Moraleja de un camión de salchichas
Koldo Royo plantea otra clase de triunfo: el de disfrutar haciendo cosas simples pero dignas fuera de circuito.
No soy la persona más original del mundo en esto, pero me encantan las historias de gente que va a contracorriente. Mis preferidas son las que incluyen un pequeño corte de mangas a lo establecido, un aparente estar de vuelta de todo y un decidido pasar del qué dirán. Envidio de manera ponzoñosa a esas personas, seguramente por mi incapacidad para comportarme como ellas.

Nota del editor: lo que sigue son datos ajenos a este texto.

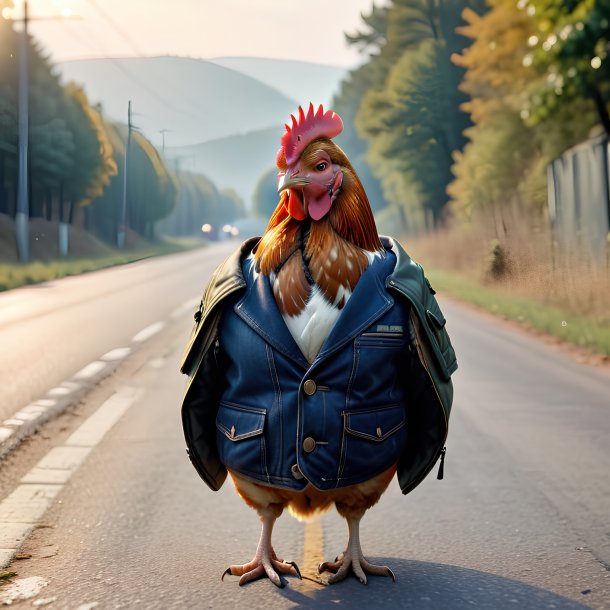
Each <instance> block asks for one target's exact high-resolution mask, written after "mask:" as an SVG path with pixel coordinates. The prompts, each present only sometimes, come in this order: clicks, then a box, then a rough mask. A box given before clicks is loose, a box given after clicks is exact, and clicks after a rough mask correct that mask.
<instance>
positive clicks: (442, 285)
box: [426, 269, 610, 356]
mask: <svg viewBox="0 0 610 610" xmlns="http://www.w3.org/2000/svg"><path fill="white" fill-rule="evenodd" d="M426 275H427V276H428V277H429V279H430V282H431V283H432V285H433V286H434V288H435V290H437V291H439V292H441V293H446V294H447V295H448V296H451V297H454V298H456V299H459V300H462V301H466V302H468V303H472V304H474V305H477V306H479V307H481V308H482V309H484V310H486V311H489V312H490V313H492V314H495V315H498V316H501V317H504V318H507V319H509V320H514V321H516V322H519V323H521V324H522V325H524V326H525V327H528V328H532V329H535V330H538V331H542V332H544V333H547V334H549V335H552V336H554V337H557V338H559V339H562V340H563V341H567V342H569V343H572V344H574V345H578V346H581V347H585V348H587V349H590V350H592V351H595V352H598V353H601V354H604V355H606V356H610V326H608V325H607V324H604V323H599V322H597V321H596V320H595V319H593V318H591V317H588V316H580V315H577V314H574V313H572V312H570V311H567V310H565V309H561V308H558V307H553V306H550V305H546V304H543V303H538V302H536V301H534V300H531V299H527V298H524V297H521V296H519V297H517V296H512V295H510V294H507V293H505V292H503V291H502V290H501V289H496V288H492V287H488V286H483V285H481V284H480V283H478V282H476V281H474V280H472V279H470V278H468V277H465V276H463V275H460V274H457V273H455V272H451V271H444V270H441V269H426Z"/></svg>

La historia de Koldo Royo pertenece a esa categoría. De chef con estrella Michelin a vender perritos calientes en una camioneta, rezaba el titular con el que mi web de noticias insólitas favorita (ABC.es) reciclaba una noticia de otro medio (Actualidad Gastronómica) sobre la nueva aventura profesional del chef vasco en Mallorca. Cuando lo leí, me quedé un tanto picueto: la crisis golpea tan duro que la cocina española empieza a tener sus Nadiuskas, sus Polis Díaz y sus Joes Rígoli, pensé. Sin embargo, al leer el texto completo comprendí que Royo no se hallaba en la indigencia ni estaba vendiendo salchichas como quien pasa caballo en la Cañada Real. Al contrario.

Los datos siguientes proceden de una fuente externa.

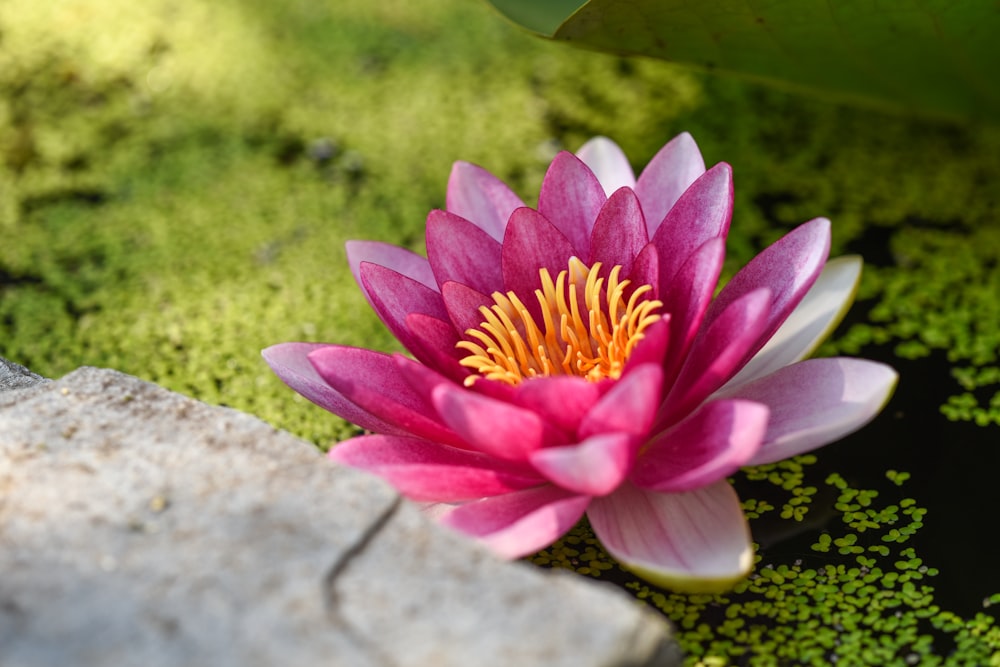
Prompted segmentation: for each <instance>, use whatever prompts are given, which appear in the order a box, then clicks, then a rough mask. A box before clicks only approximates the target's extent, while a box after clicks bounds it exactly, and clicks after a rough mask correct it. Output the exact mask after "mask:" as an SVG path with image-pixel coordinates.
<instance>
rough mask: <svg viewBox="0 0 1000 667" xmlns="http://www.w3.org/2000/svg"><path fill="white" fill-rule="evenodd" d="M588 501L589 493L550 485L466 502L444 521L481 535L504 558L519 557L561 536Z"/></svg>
mask: <svg viewBox="0 0 1000 667" xmlns="http://www.w3.org/2000/svg"><path fill="white" fill-rule="evenodd" d="M589 503H590V498H588V497H587V496H580V495H577V494H575V493H572V492H570V491H566V490H564V489H560V488H558V487H555V486H551V485H547V486H542V487H539V488H537V489H527V490H524V491H515V492H514V493H508V494H506V495H503V496H495V497H493V498H484V499H483V500H478V501H475V502H471V503H467V504H465V505H462V506H460V507H457V508H456V509H455V510H453V511H451V512H449V513H448V514H446V515H445V516H443V517H441V522H442V523H444V524H445V525H447V526H451V527H452V528H454V529H456V530H459V531H461V532H463V533H465V534H467V535H471V536H472V537H478V538H479V539H480V541H482V542H484V543H485V544H486V545H487V546H488V547H490V548H491V549H492V550H493V551H494V552H496V553H497V554H499V555H500V556H502V557H503V558H520V557H522V556H527V555H528V554H533V553H535V552H536V551H539V550H541V549H544V548H545V547H547V546H549V545H550V544H552V543H553V542H555V541H556V540H557V539H559V538H560V537H562V536H563V535H564V534H565V533H566V532H567V531H568V530H569V529H570V528H572V527H573V526H574V525H576V522H577V521H579V520H580V517H582V516H583V513H584V511H585V510H586V509H587V505H588V504H589Z"/></svg>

El cocinero, que cuenta en su currículum con varios programas de cocina en televisión, la mejor clasificación de un español en el Bocuse d'Or (4º) y un restaurante en Palma al que iban los Reyes y buena parte del famoseo veraniego de la isla, dice estar más feliz que una perdiz en El Perrito Cervecero (gran nombre). En esta suerte de puesto de comida ambulante, aposentado en uno de los lugares menos exclusivos y glamurosos del planeta —la salida de un Makro—, factura hot dogs, hamburguesas y otros platos de comida rápida. Koldo pretende acercar al pueblo una versión refinada de todos ellos: su “perrito cordobés”, por ejemplo, lleva habitas confitadas y romesco, mientras que la burger es de Black Angus, raza bovina escocesa entre las selectas carnes rojas.
No sé hasta que punto el donostiarra se habrá visto obligado a abrir un negocio así por la desigual fortuna económica de sus anteriores empresas, pero no me importa demasiado. Lo que me gusta es la moraleja de su cuento. En un universo como el suyo, en el que el baremo del éxito suelen ser los kilos de foie que pasan por tu cocina, Royo plantea otra clase de triunfo: el de disfrutar haciendo cosas simples pero dignas fuera de circuito. Sin un ápice de la vergüenza que sentiría buena parte de sus colegas chefs en la misma tesitura. Y con la valentía del que pone sus decisiones vitales por encima de las opiniones ajenas.